Chicken and Barley Soup

Ever since the weather has turned colder, I have been craving soup.  I really wanted Chicken Noodle, but the hubby isn’t a fan.  I settled for Chicken with Mushrooms and Barley instead.


I find it absolutely soothing to spend the day in the kitchen, chopping, prepping, and cooking.  It is my version of therapy!

I cleaned and diced carrots, celery, onions, mushrooms and parsley.  I diced two chicken breasts into bite size pieces.   Once all of the prep was done, I started on the soup.

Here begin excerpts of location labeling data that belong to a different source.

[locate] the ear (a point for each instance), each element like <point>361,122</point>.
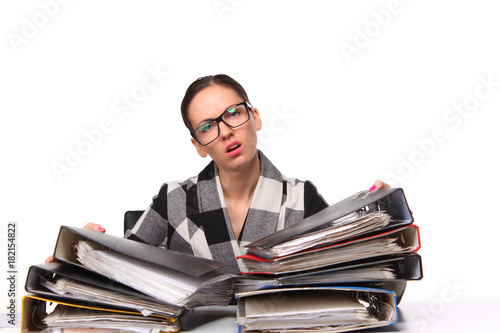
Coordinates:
<point>256,119</point>
<point>199,148</point>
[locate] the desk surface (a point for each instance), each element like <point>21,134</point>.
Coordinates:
<point>414,317</point>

First, I browned the chicken, in batches.  Once that was done, I removed the chicken from the pan and added the mushrooms.  I let them get nice and brown, then removed them, lowered the heat, and added the rest of the vegetables, along with a generous sprinkle of salt and pepper.  The veggies sweated for about ten minutes, I deglazed the pan with a bit of vermouth and white wine.   I added a cup of uncooked barley, the chicken and mushrooms along with  8 cups of chicken stock.  I turned it to a boil, reduced it to a simmer, and partially covered the pan.   It took about an hour for the veggies to be completely tender and the barley to be fully cooked.


The hubby wanted a grilled cheese with his soup.  I toasted up two slices of rye bread for me and we were both very, very happy campers!  I am so grateful that the hubby is totally fine with soup for dinner.